Sara Bareilles CD Review: Careful Confessions
With distinguished yet familiar sounding vocals, Bareilles won a buzz all over her college town of L.A. by playing at festivals and university venues. Signed to Epic Records last April, she quickly transitioned from amateur to professional recording artist with a featured track on the Monster-in-Law soundtrack and by opening for Maroon 5’s college tour last fall.
Grab a copy of her debut album, and you’ll see just how deserved Bareilles buzz is. Careful Confessions opens up with a delicate yet rich “Gravity,” piano setting the stage for classy jazz vocals. But if you are expecting an entire album of mellow, Norah Jones-like songs, you are in for a surprise. By track two, guitar and drums are thrown into the mix creating more of an edge.

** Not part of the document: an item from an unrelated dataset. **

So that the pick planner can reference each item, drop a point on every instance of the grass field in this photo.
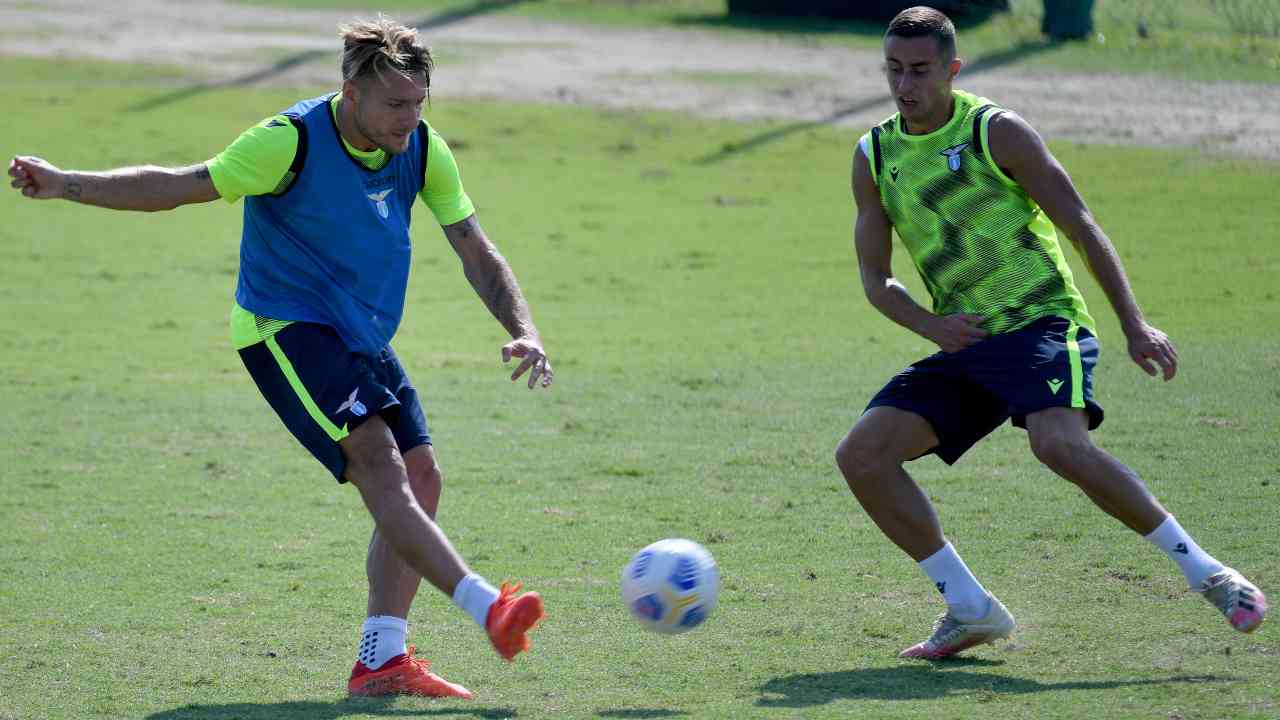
(1207, 40)
(168, 552)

Bareilles switches up her style from track to track providing the listener with an inventive (and thus genre-less) album. “Love on the Rocks” is pure fun as the album’s third track – it has a musical theater quality without going over the top. Sounding like a female Ben Folds, Bareilles recorded “Fairytale” as an imaginative ode of unmet expectations in love and life. But don’t get too used to that style – on “Come Round Soon,” Bareilles busts out bold, soulful vocals like she’s the next member of Destiny’s Child.
Religious references to everything from angels and wise men to forbidden fruit are sprinkled throughout Bareilles lyrics, but she fails to drives home strong convictions of any sort. She’s much better at penning clever, soul-searching lyrics dancing around the theme of love. (“Why wear my heart on my sleeve when it looks so good in your hand?”) But there’s also a depth to her music that shows she is in a stage of life where she’s still looking for her identity: “In these deep city lights/A girl could get lost tonight/I’m finding every reason to be gone/Nothing here to hold on to…/I feel like I’m fading away.”
Perhaps on Bareilles next album, she’ll discover who she is both personally and musically and stick to a more defined style. But the mishmash of musical approaches represented on the album certainly does not discredit Bareilles as an artist – it’s more like an entry-level job portfolio showing all of her best work.